It’s all in the detail. US fund manager Vanguard’s decision to switch to tracking FTSE indices for six funds worth over $120bn rather than the MSCI equivalents will have a big knock-on effect on emerging markets.
The decision could see a shift of billions as the definition of what constitutes an emerging market differs between the two groups. South Korea may be one of the biggest losers.
According to a JPMorgan note, “South Korea will be impacted the most: net outflow is estimated at approximately $10bn”, as South Korea is classified as a developed market in the *FTSE world, but an emerging market by the MSCI. South Korea has a weighting of around 15 per cent in the MSCI EM index.

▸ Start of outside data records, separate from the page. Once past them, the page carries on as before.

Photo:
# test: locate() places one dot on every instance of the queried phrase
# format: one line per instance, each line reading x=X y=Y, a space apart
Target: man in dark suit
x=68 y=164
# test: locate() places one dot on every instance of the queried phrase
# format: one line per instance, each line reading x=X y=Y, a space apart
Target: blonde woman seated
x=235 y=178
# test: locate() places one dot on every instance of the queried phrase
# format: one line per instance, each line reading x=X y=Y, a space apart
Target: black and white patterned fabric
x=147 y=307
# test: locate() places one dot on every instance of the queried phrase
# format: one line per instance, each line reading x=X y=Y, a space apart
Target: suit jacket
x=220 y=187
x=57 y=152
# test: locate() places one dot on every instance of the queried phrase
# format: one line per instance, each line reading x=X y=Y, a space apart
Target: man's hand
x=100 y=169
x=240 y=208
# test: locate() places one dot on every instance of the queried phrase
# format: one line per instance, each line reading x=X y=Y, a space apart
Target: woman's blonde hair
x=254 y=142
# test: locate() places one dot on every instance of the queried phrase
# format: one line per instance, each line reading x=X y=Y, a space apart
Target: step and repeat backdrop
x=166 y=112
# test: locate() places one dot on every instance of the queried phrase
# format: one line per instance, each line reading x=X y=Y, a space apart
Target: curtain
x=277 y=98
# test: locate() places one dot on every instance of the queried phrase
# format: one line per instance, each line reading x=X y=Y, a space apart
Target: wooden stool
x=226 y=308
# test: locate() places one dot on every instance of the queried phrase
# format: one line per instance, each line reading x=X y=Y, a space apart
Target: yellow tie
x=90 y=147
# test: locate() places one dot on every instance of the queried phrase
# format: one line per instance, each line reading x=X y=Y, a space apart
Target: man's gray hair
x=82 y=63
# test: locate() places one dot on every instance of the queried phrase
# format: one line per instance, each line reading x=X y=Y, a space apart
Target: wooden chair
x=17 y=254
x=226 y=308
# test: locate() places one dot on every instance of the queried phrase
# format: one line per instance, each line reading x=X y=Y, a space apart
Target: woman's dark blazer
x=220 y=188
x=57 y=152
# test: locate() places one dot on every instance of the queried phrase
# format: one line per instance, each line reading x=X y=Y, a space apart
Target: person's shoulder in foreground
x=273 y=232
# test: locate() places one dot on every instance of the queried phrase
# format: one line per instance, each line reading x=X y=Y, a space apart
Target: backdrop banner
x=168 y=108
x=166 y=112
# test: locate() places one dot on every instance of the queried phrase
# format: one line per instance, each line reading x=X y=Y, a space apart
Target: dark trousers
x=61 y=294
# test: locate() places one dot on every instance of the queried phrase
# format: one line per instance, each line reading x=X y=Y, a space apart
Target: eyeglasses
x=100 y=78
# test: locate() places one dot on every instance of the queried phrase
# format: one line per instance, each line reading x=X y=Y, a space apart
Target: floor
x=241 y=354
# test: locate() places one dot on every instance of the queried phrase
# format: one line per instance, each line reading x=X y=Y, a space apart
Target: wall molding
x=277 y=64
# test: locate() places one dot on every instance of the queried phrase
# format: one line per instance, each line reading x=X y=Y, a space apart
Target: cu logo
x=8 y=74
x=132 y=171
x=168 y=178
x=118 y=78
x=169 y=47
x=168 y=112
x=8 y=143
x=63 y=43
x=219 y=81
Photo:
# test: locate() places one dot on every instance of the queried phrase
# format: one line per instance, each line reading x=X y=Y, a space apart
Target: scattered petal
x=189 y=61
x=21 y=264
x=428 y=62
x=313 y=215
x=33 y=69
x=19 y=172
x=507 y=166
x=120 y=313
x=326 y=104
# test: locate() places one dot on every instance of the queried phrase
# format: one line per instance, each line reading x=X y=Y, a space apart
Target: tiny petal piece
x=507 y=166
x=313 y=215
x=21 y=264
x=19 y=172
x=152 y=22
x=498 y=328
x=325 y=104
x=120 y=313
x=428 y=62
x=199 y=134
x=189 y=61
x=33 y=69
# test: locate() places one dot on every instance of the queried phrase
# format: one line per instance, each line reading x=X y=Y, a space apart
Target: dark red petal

And it’s not just South Korea that will likely lose out. China could see over $350m net outflows as well – because it has a lower allocation in the FTSE EM index than in the MSCI version.
There are winners though as the Korea- and China- bound funds are spread around other countries. Brazil, South Africa and India would see the biggest inflows, for a combined total of around $5bn, while Russia would attract over $400m according to JPMorgan estimates. Taiwan, Malaysia, Indonesia and Thailand may also see slight increases.
Other countries that will see a benefit by having a greater weighting in the EM FTSE universe are the UAE and Egypt.
The biggest loser of all is MSCI, which saw its shares fall 27 per cent on Tuesday, through the loss of business. On Wednesday, they recovered nearly 5 per cent, but that still leaves them around 22 per cent down.